In Baby Driver, when Baby finally breaks, it’s because he can’t drown things out any longer. As Doc’s crew is robbing a post office, Baby dissuades one of its employees from going inside, wanting to spare her from the violence; she instead summons a security guard, and everything goes south from there. Rather than spiriting the robbers away, Baby drives his car straight into a truck, deliberately killing Bats and sabotaging their getaway. His planned escape with Debora ends with him surrendering to the police, but before then, the mere sight of the couple is enough to convince Doc not to kill them. “I was in love once,” he commiserates, before meeting his own grisly end trying to save them from Buddy.
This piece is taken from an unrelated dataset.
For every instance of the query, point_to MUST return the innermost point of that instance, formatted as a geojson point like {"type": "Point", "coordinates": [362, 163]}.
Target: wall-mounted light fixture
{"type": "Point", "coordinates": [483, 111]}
Wright has talked about Baby’s moral shift being the crux of his movie. His appearance on Amy Nicholson’s podcast The Canon, where they discuss The Driver, is essential listening for any die-hard fan of the director. Wright has long made films about people growing up and learning how to be adults—there’s the “Cornetto trilogy” he made with the actor and co-writer Simon Pegg, and his video-game-generation masterpiece Scott Pilgrim vs. the World. But Baby Driver, the first film he’s written by himself, is concerned with a more elemental character arc, befitting the stripped-down world of the heist movie. Viewers are embracing the story’s kinetic thrills and sense of humor, but equally praiseworthy is Wright’s ambitious effort to take his genre-comedy sensibility to a meaningful new level.